WHEN the sardines start moving in in June and July and head for the KwaZulu-Natal coast, things start hotting up as fishermen and locals prepare for an event that's known by many names..

They all mean the same thing - that the delicious tiny silvery fish have arrived after having left the cold southern oceans off Cape Point, moving inshore up to the Transkei and KwaZulu-Natal coastlines.

The movement of the sardines is influenced by wind conditions that sometimes force the little fishes very close to the beach. Here they are easily caught by people using baskets, hand nets or even skirts.

Mothers, fathers, grannies and granddads all get in on the action that sometimes leaves onlookers drenched and knee high in fish.

While the sardines head for the entire KwaZulu-Natal coast, it's the South Coast that gets most of the attention.

Not only do thousands of fisherman and locals flock to the seashore to bag their share of the tasty fish, their arrival has also spawned a multitude of events and activities to coincide with it. These include the Ugu Jazz Festival, the chance to dive with sharks, a food fair and mountain biking.

There are plenty of activities that surround the arrival of the fish, whether or not you are a fisherman, says South Coast Tourism spokesperson Hilda Gabriel.

"There is huge international interest in the Sardine Festival that is part of the Sardine Run. We start off with the sardine super mountain bike challenge and end with the Portuguese Festival. You can also dive with the sardines, including the reefs, wrecks and sharks at Aliwal Shoal, Protea Banks and Rocky Bay as they migrate northwards along the KwaZulu-Natal coastline.

"An added bonus is that ragged tooth sharks congregate to mate during this period and you are sure to have exquisite dives and also experience our huge numbers of brindle bass, moray eels, rays, turtles, schools of pelagic fish, whales, dolphins and many more species," Gabriel says.

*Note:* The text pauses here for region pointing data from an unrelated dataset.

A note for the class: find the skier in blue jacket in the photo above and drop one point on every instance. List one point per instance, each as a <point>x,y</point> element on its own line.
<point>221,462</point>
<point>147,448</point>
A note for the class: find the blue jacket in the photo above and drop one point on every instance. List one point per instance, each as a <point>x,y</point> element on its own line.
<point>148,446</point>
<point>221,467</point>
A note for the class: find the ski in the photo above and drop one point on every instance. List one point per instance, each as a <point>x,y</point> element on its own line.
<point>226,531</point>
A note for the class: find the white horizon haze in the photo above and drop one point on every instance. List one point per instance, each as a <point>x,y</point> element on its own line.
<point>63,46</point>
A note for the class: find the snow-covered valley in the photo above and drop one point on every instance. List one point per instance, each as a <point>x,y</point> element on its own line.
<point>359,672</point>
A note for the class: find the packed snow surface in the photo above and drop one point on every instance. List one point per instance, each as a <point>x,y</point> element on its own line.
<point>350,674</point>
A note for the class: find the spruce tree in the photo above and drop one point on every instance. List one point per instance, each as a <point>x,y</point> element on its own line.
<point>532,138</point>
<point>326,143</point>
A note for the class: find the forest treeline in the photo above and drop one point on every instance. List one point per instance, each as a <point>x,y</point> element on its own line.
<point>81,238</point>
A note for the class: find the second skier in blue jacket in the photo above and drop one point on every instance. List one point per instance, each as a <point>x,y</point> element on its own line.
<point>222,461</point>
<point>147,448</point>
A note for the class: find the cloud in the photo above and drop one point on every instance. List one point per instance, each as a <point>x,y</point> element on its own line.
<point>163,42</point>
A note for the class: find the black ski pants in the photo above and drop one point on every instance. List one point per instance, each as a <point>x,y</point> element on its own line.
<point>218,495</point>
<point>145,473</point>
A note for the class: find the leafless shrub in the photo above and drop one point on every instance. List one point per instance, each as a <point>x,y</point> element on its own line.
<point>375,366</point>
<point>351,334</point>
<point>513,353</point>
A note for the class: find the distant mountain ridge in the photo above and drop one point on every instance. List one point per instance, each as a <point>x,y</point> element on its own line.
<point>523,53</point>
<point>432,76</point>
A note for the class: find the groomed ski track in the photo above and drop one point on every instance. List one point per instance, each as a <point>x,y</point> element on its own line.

The KwaZulu-Natal Sharks Board, which keeps a watchful eye on sardine movements, has estimated that more than 20000 dolphins follow the sardines, resulting in hundreds of people trying to get a glimpse of these much-loved creatures.

Some visitors say sardines taste at their best when popped into a pan with a dash of olive oil and a squeeze of lemon juice.

And people who get right in on the action by diving with the predators, describe it as "one of the most awe-inspiring experiences for any diver".

For bird lovers the thousands of Cape gannets that accompany the dazzling display is a must-see. Not only are the gannets watched by the bird lovers, they are also eagerly eyed by the fishermen, who know that when the gannets dash into the ocean at high speed and head first in their hundreds, the sardines are near.

With the activities surrounding the Sardine Festival coming to an end for 2010, Gabriel urged everyone to be there next year.